People Talk

So, the writer in my attic, K Orion Fray, has a writing-inspiration e-mail that she sends out, which includes a writing prompt.

This writing prompt was: Take a piece of gossip you’ve heard lately, or think of something that could likely be gossip. (The boss is sleeping with his intern, a coworker is stealing from the till, John and Nancy are seeing each other behind John’s wife’s back, Carol is having a baby—but with who?) Flesh out the details that you “know” about the scenario. Then take ten to fifteen minutes and write a story told from the point of view of the gossip’s center. (For example, if you are writing the last prompt, write from Carol’s point of view.) Decide if the rumor is true or not—or if they started the rumor, and why!–and run with it.

This is what we got

People talked.

It was part of the nature of people, Brida supposed. They got together, over the coffee pot, over the water cooler, over a pile of papers, and they talked.

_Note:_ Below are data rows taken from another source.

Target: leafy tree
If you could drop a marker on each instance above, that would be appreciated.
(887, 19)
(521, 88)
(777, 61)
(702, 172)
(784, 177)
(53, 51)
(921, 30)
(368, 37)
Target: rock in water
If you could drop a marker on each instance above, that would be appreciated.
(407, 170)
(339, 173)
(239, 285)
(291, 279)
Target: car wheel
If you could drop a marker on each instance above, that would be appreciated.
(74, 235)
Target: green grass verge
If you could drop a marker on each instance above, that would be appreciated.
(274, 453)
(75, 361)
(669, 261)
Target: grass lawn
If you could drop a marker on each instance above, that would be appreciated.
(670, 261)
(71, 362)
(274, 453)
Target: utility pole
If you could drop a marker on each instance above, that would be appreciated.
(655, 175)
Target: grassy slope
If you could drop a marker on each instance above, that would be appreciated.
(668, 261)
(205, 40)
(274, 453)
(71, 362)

And, while their talk might start out being about what happened at the Super Bowl or do you think it’s going to flood this weekend, eventually, they ended up talking about other people. Like I hear Kevin’s wife’s pregnant again. Do you think it’ll be a boy or a girl? and Judy’s still sick? Really?

And, eventually, why do you suppose Brida moved into town? Do you think she and her husband…?

She and her husband had, of course. Or, rather, John had, and Brida had, as a result. She’d come home after fifteen months away, noticed the signs within a week, and been gone within a month.

The paperwork had taken longer, of course. John had tried arguing, but Brida was rather done with all that arguing. Fifteen months in desert and swamp will do that to you. She’d done everything through her lawyers and, several months later, the whispers had started.

Brida tried ignoring them. It’s not of their business, she told her therapist. Why won’t they just stop talking?

They care, her standard-issue therapist had tried. Brida had just laughed.

They’re bored.

Her therapist had tried again. They’re human.

And what am I?

Prickly.

They’d gone back and forth for a while, back and forth in something that sounded too much like arguing for Brida’s sake, back and forth week after week, while people at the water cooler murmured and she’s so thin and Still sick? Really?

People talked.

It was part of the nature of people, Brida was coming to understand. They talked about things that worried them, things that excited them; they talked to connect.

“I hear Kevin’s wife’s pregnant again,” she tried. “Do you think it’ll be a boy or a girl?”